According to UN Assistance Mission in Afghanistan (UNAMA) figures (October 10), there were more than 8,050 civilian casualties (2,798 deaths and 5,252 injured) between January and September 2018. Not a week passes by without some kind of attack on civilian targets. Several parliament candidates have already been killed in different provinces. This only reflects the grim security situation prevailing in the country. An election rally four days ago in northeastern Afghanistan saw a deadly bomb blast—for which no militant group immediately claimed responsibility—killing at least 22 people.

All the previous elections in 2004, 2009, 2010 and 2014 were marred by violence and the results bitterly contested. The disagreement over the results of the presidential election in 2014 produced two heads of state—Ashraf Ghani (Pashtun) as the president and Abdullah Abdullah (half Tazik) as the Chief Executive. A strange arrangement that has actually stalled the workings of the government. Both these leaders are frequently at loggerheads over almost every decision of the administration.

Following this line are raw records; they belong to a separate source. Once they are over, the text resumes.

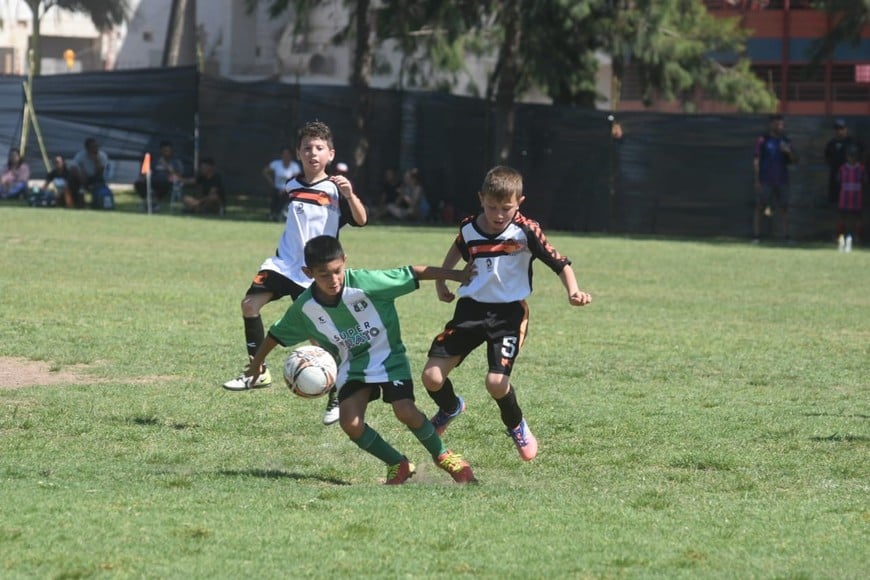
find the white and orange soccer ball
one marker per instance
(310, 371)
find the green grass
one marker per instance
(706, 416)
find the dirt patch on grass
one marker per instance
(17, 373)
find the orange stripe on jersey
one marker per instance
(535, 228)
(317, 197)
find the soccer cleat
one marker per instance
(331, 415)
(243, 383)
(458, 468)
(525, 441)
(400, 473)
(441, 419)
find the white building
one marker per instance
(231, 43)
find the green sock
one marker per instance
(426, 434)
(372, 442)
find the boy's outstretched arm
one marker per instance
(357, 207)
(441, 274)
(450, 260)
(575, 296)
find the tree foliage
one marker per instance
(678, 49)
(849, 18)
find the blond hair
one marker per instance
(502, 183)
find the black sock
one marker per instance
(254, 334)
(445, 398)
(511, 414)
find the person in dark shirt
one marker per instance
(773, 154)
(64, 183)
(835, 156)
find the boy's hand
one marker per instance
(444, 293)
(343, 184)
(579, 298)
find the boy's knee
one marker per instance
(352, 426)
(433, 378)
(498, 385)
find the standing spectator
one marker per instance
(853, 182)
(212, 197)
(773, 154)
(64, 184)
(13, 182)
(835, 156)
(91, 168)
(166, 171)
(278, 173)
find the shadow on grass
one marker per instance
(281, 474)
(838, 438)
(846, 416)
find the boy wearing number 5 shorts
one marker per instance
(492, 309)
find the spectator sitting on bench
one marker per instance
(91, 168)
(61, 181)
(13, 182)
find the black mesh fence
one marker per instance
(673, 175)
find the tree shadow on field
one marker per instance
(281, 474)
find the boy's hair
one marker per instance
(321, 250)
(315, 130)
(502, 183)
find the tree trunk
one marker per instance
(35, 59)
(505, 95)
(360, 81)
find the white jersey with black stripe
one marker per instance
(504, 260)
(314, 209)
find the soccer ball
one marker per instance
(310, 371)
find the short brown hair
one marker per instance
(315, 130)
(502, 183)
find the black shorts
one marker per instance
(392, 390)
(275, 283)
(501, 325)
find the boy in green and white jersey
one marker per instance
(352, 314)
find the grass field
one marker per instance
(707, 416)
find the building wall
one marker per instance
(783, 33)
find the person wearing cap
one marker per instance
(835, 156)
(773, 154)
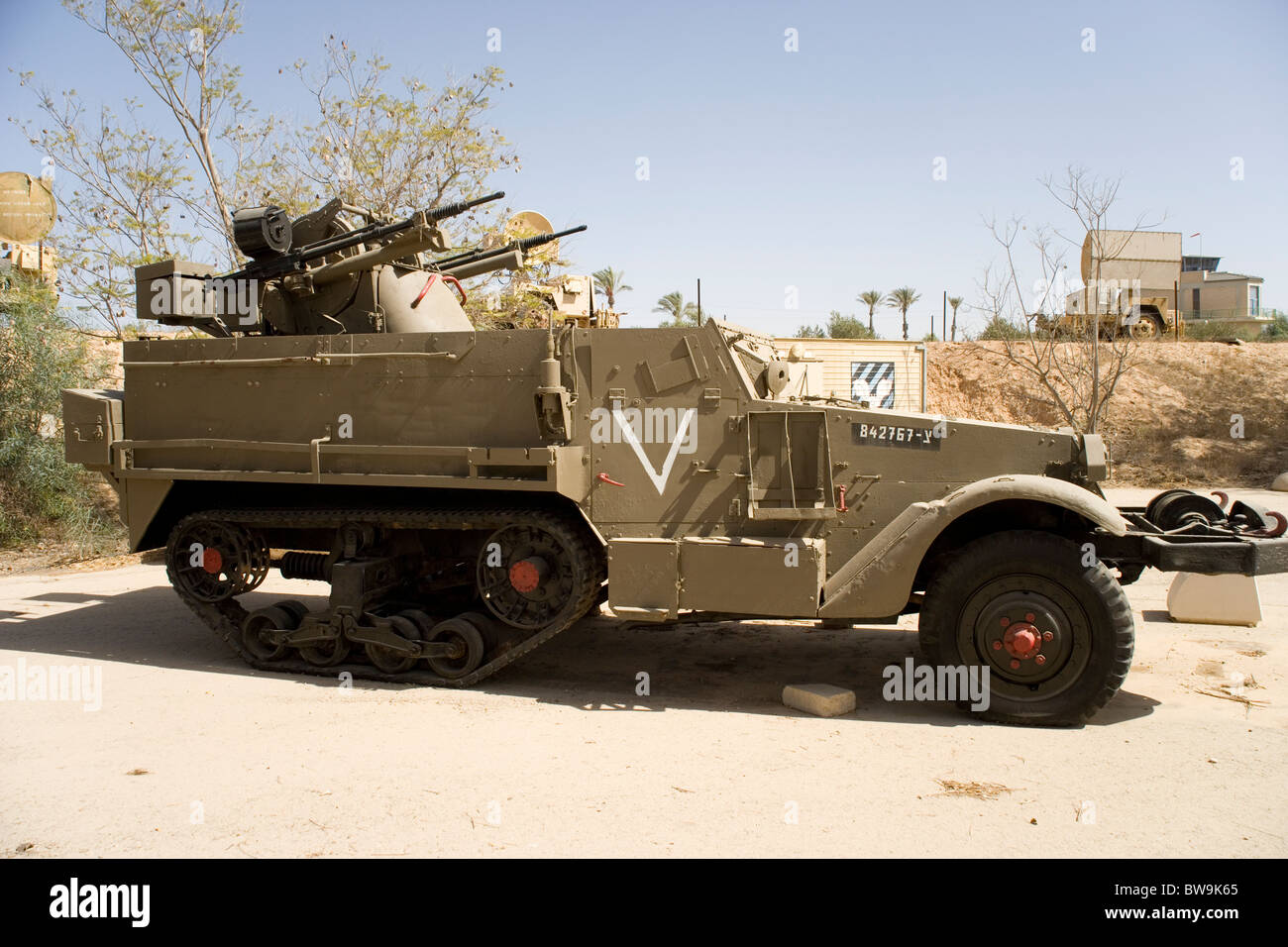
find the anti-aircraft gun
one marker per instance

Tribal divisions, powerful warlords, endemic corruption, inability of the government to deliver, fraudulent practices in elections, distrust in the IEC, and fear of being killed at polling centres have made voters extremely wary of the election process. People are in general pessimistic about the democracy of the Ghani-Abdullah duo.

The Free and Fair Election Forum of Afghanistan (FEFA) said that lack of security could dramatically affect voter turnout. FEFA also warned that incomplete voter registration and appointment of inexperienced election officials could lead to serious disputes over the results of the election. Reports say that there are 20 million voter registration cards against 14 million voters. This has raised concerns of fraudulent voting. Clearly, the Ghani government is not fully prepared for a free and fair election that can be conducted securely.

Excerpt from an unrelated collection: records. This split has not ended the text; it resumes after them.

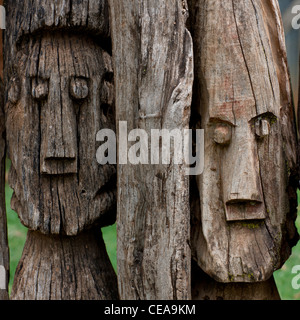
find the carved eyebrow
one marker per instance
(215, 120)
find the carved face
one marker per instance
(60, 97)
(243, 197)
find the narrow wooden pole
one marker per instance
(4, 252)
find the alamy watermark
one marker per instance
(161, 147)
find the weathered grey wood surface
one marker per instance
(153, 65)
(244, 229)
(206, 288)
(4, 252)
(69, 268)
(59, 95)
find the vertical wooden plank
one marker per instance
(153, 64)
(4, 252)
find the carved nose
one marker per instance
(59, 137)
(242, 187)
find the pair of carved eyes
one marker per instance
(223, 132)
(79, 89)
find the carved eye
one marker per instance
(79, 89)
(40, 89)
(262, 128)
(14, 91)
(222, 134)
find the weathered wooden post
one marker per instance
(4, 252)
(243, 229)
(59, 95)
(153, 65)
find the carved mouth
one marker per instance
(245, 211)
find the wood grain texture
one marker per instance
(153, 65)
(4, 250)
(70, 268)
(206, 288)
(58, 185)
(60, 93)
(244, 228)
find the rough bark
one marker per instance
(244, 228)
(153, 65)
(59, 95)
(4, 251)
(70, 268)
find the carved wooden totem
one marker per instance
(4, 252)
(59, 95)
(244, 228)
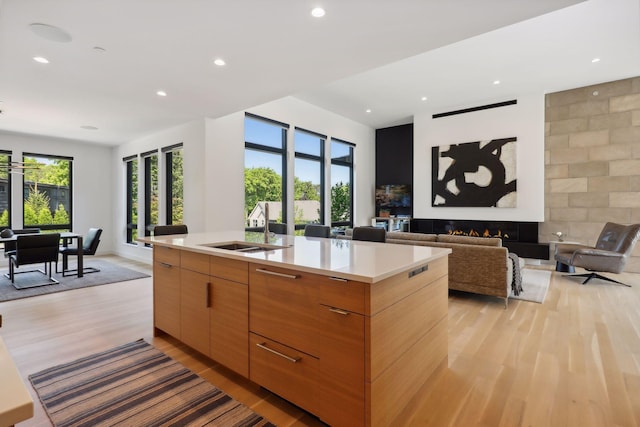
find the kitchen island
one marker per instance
(348, 330)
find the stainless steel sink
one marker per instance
(246, 247)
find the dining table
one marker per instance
(66, 237)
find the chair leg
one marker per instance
(594, 275)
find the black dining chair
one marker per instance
(369, 234)
(90, 244)
(317, 230)
(165, 230)
(10, 247)
(35, 249)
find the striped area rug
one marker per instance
(135, 385)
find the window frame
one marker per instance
(321, 161)
(345, 163)
(69, 225)
(168, 178)
(129, 191)
(282, 151)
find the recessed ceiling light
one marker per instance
(50, 32)
(317, 12)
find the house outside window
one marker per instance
(5, 191)
(131, 179)
(308, 185)
(264, 170)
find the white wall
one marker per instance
(525, 120)
(214, 166)
(192, 136)
(92, 181)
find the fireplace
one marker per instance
(520, 237)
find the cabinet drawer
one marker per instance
(284, 370)
(195, 261)
(166, 255)
(341, 389)
(282, 306)
(341, 293)
(230, 269)
(166, 298)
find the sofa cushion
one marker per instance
(403, 235)
(469, 240)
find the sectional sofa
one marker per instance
(476, 264)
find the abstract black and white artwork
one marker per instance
(474, 174)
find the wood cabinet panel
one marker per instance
(337, 292)
(283, 306)
(285, 371)
(341, 360)
(166, 297)
(388, 291)
(166, 255)
(194, 310)
(229, 325)
(230, 269)
(195, 261)
(388, 395)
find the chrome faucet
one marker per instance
(266, 222)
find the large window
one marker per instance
(341, 184)
(47, 192)
(5, 189)
(308, 185)
(264, 170)
(174, 184)
(131, 172)
(151, 199)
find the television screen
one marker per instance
(393, 195)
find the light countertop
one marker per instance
(354, 260)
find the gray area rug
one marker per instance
(535, 284)
(109, 273)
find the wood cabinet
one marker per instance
(166, 290)
(197, 304)
(352, 353)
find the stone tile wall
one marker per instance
(592, 161)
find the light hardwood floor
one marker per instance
(572, 361)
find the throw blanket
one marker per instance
(516, 283)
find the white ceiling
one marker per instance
(378, 54)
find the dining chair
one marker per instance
(34, 249)
(90, 244)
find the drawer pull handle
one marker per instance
(277, 353)
(208, 287)
(274, 273)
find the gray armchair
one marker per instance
(610, 254)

Afghanistan has a large number of political parties but their leaders behave more like tribal chiefs rather than politicians. Strangely, the last election did not produce a majority party in the parliament. The performance of the current parliament, which has 165 independent members, has demoralised voters. It neither has a leader nor any clout over the president or the chief executive. Its only function is to ratify the decrees of the president. However, observers say that it is encouraging that a good number of young educated candidates are running for parliament.

Western-type democracy was never practised in landlocked Afghanistan until 2004. The monarchy ruled the country by obtaining loyalty and allegiance of tribal chieftains. Afghanistan has seven major tribes—the largest being the Pashtuns. The tribes practised healthy democracy within themselves through "loya jirgas" (traditional assembly of tribal leaders that made decisions by consensus) and there was peace amongst tribes. Trouble began with the Soviet invasion in 1979 that ousted the monarchy. The Mujahideen chapter (1989-1996) was a period of fierce civil war. The Taliban seized control of Kabul in 1996 but was driven out of power when US launched Operation Enduring Freedom in October 2001, following the September 11 attacks.  

During nearly 40 years of unending war, attempts to establish peace and democracy have remained elusive. One wonders whether a tribal society like Afghanistan's can really be democratic as defined by the West or left alone to find their own solutions of governance.

In many ways, this election is a test-run for the upcoming presidential elections in 2019. Though officials of the Trump administration have been engaging in talks with the Taliban to push forward the Afghan peace process, this election will no doubt be marred by violence.

Mahmood Hasan is former ambassador and secretary of the Bangladesh government.